Frank Gehry, Pritzker Pavilion, Millennium Park, Chicago, by Robert Miller. Drawn June 27, 2014.
Are you currently practicing architecture?
Although I maintained a professional practice from 1986-2010, I closed it when I moved to Tucson so I could focus completely on this job. No one who has not been a department head will deeply understand the all-consuming nature of this work.
Tell us about your experience in teaching design.
I do not currently teach, for reasons just cited, but I love teaching and have received a number of national awards as a teacher prior to coming to UArizona. Teaching affords a relationship of trust, understanding and insight that provides teachers an opportunity to empower, and transform the lives of, their students. In a similar but less intense way, a department head’s real satisfaction comes from empowering the faculty and staff for whom he serves.
Beyond institutional leadership, what are your passions?
For me, drawing is a form of meditation—an opportunity to quiet my mind and become immersed in a place. I love nothing more than traveling to a unique settlement, landscape or built environment and connecting to it through my hand. Each place, culture, and era offers a unique perspective, which is best captured through a sympathetic exploration in drawing. Every time I start to draw I am terrified; about 20% of the time I feel I connect.
I also enjoy music and cycling. Immersing myself in music while cycling for a period of hours is another form of meditation that is particularly reward to me—which is why I usually ride solo.
Daniel Libeskind, et. al., 9-11 Memorial, New York, by Robert Miller. Drawn June 25, 2018.
You are stepping down as the director of the School of Architecture in June 2022. Tell us a bit about your rearview perspective on academic careers.
Each course, research project or service mission we undertake will be of limited duration. It empowers us to realize that going in and, therefore, to make a concerted effort to understand, and then advance, the work at hand. Life advances in phases and we are always further along than we realize. A life gracefully lived arises, I believe, in making timely transitions along one’s path.

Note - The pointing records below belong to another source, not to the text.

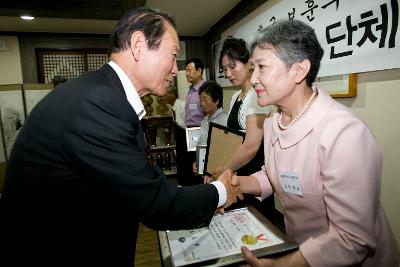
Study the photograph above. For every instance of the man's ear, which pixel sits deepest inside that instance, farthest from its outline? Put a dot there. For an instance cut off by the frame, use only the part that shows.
(302, 69)
(138, 44)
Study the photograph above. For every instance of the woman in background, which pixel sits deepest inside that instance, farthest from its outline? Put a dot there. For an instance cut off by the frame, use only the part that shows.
(245, 115)
(211, 100)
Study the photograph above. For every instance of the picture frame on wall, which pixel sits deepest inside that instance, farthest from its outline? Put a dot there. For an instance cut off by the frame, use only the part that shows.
(339, 86)
(12, 114)
(33, 93)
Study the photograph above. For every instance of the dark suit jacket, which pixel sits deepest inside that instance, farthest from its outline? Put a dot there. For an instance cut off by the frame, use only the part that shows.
(78, 182)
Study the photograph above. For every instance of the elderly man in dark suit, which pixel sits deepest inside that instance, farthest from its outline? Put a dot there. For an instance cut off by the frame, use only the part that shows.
(78, 182)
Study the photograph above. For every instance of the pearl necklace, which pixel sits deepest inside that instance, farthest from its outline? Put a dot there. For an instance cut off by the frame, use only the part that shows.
(298, 115)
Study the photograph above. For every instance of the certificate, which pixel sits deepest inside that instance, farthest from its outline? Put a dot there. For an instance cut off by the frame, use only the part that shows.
(219, 243)
(192, 137)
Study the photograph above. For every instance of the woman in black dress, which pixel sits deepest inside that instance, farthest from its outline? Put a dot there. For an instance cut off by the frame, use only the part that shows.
(245, 115)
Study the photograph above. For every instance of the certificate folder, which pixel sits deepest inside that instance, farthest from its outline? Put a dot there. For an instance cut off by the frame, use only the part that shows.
(219, 243)
(222, 143)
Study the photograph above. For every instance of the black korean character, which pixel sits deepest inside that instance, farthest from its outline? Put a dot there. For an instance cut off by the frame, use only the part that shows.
(330, 40)
(291, 14)
(367, 25)
(383, 27)
(395, 22)
(328, 4)
(311, 7)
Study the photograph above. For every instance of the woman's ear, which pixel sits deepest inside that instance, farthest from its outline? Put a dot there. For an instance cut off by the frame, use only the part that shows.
(138, 43)
(302, 69)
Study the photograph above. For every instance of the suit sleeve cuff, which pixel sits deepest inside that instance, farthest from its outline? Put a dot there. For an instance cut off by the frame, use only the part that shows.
(222, 195)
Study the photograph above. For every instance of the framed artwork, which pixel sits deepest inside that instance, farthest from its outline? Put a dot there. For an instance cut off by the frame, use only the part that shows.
(12, 114)
(200, 158)
(219, 243)
(221, 137)
(192, 137)
(33, 93)
(339, 86)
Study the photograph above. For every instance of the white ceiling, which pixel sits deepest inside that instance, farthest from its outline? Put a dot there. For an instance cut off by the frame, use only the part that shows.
(193, 18)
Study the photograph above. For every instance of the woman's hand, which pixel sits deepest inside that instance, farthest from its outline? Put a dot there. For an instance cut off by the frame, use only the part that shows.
(294, 259)
(194, 167)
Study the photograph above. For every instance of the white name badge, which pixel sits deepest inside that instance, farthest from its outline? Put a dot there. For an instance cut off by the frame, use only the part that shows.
(192, 106)
(290, 183)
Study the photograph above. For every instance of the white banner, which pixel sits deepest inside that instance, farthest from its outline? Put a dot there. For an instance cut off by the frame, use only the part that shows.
(357, 36)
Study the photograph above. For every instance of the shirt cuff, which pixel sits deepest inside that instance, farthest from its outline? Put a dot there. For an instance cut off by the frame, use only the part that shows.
(222, 195)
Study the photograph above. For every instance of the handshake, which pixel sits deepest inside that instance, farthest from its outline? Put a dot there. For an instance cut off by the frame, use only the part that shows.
(232, 186)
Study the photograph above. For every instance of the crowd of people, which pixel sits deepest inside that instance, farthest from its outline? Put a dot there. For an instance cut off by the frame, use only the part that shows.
(78, 182)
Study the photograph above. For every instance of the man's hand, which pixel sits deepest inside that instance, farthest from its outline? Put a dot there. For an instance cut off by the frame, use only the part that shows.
(208, 179)
(218, 171)
(294, 259)
(232, 191)
(254, 261)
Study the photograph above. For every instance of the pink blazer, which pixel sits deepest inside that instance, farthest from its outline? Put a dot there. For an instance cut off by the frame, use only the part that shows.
(338, 221)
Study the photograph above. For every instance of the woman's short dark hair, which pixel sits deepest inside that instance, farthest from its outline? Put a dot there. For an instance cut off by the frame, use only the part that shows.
(198, 64)
(234, 49)
(149, 21)
(213, 89)
(293, 41)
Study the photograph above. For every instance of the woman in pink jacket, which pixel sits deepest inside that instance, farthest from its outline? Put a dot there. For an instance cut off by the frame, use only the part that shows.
(320, 159)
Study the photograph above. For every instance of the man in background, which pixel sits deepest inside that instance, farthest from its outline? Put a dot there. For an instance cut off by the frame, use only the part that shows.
(178, 109)
(194, 75)
(78, 182)
(193, 112)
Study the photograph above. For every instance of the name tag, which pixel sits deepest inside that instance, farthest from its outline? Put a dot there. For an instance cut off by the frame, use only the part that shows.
(290, 183)
(192, 107)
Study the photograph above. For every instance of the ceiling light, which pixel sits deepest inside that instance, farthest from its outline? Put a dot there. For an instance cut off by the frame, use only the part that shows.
(27, 17)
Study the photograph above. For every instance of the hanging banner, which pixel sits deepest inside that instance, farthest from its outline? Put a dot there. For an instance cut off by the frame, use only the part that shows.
(357, 36)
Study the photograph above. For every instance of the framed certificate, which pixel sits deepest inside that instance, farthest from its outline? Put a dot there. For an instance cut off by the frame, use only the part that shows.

In my tenure as director I have tried to honor and strengthen the legacy of the School of Architecture and the talents of its people. I have brought the school and profession closer together. I have kept us economically sound. I’ve endeavored to create opportunity and improve the lot of its people.
Obviously, I’ve done almost none of this alone. A department head is essentially a conductor who no longer plays an instrument but who waves his arms and gesticulates from a podium in the hopes of getting many people to move in the same direction, in unison and sometimes artfully. I have admittedly made innumerable mistakes and course corrections for which I appreciate the understanding and forgiveness of my colleagues.
What does the CAPLA experience mean for you?
CAPLA started as an architecture program in 1958. When I step down in 2022, I will have led the School of Architecture for almost 20% of its 64 years. My tenure is but one segment of a long relay with what might be the most important act yet to follow: emerging from the fiscal, cultural, political, technological and social upheavals of the last few years. The best is yet to come.